On Dec. 19, 2025, the State Administration of Market Regulation of China (SAMR) published the amended Measures on Prohibition of Monopoly Agreements (Amended MPMA) clarifying the long-expected conditions under which a vertical agreement containing restraints on competition (i.e., a vertical restraint) may be exempted from the prohibition under China’s Anti-Monopoly Law (AML). The Amended MPMA will take effect on Feb. 1, 2026.

Article 18 of China’s AML prohibits vertical constraints such as resale price maintenance (i.e., fixing the resale price or setting the minimum price for resale), and certain non-price restraints as specified by SAMR in a “vertical” agreement – an agreement between businesses operating at different levels of the supply chain (e.g., manufacturers and distributors). Article 18 also contains a safe harbor rule exempting the vertical constraint if a business and its counterparty in a vertical agreement can prove, among other conditions, that their market shares are below a certain threshold. The Amended MPMA now clarifies the conditions of that safe harbor rule.

  • For any resale price maintenance, the exemption will apply if the business can prove that during each year of the vertical agreement: each the business and its counterparty has a share below 5% in the relevant market, and each business and its counterparty has a turnover of the relevant product or service under the vertical agreement below RMB 100 million.
  • For any prohibited non-price restraints, the exemption will apply if the business can prove that during each year of the vertical agreement, each the business and its counterparty has a share below 15% in the relevant market.

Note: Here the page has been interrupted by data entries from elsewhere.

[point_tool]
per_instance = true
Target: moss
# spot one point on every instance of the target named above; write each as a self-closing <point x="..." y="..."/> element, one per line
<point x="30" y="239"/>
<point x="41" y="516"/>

The Amended MPMA burdens the businesses to prove that they have satisfied the above conditions by submitting the following materials to the enforcing government agency if any investigation against illegal vertical restraint is initiated or threatened: (1) the transaction it has entered into with the counterparty and its implementation, (2) the ownership restructure and business operation of both the business and its counterparty, (3) the annual market share and/or annual turnover in the relevant market of both the business and its counterparty during the term of the agreement and the basis of calculation, and (4) other supporting documents. The enforcing government agency will stop investigation if the businesses can prove they have satisfied the above conditions. In addition, if the business enters the vertical agreement with multiple counterparties – e.g., the supplier enters into the distributor agreement with more than one distributor – the market share and turnover of each counterparty shall be added up for determination whether the aforementioned threshold is satisfied.

Under an earlier proposal, SAMR proposed that, to qualify for an exemption for non-price restraint, the businesses to the vertical agreement must prove that each of their annual turnover are below RMB 300 million and that its market share are below 15%. In the final version of the Amended MPMA, the SAMR removed the condition on annual turnover. This may suggest the SAMR has an interest in relaxing controls over vertical agreements. That said, even for any vertical restraint that satisfies the above safe harbor, the SAMR may still be able to continue its investigation and penalize a vertical restraint under Article 18 of AML if (1) the SAMR publishes a different safe harbor rule for certain special industry sector, or (2) there is clear evidence supporting the restrictive effect on competition.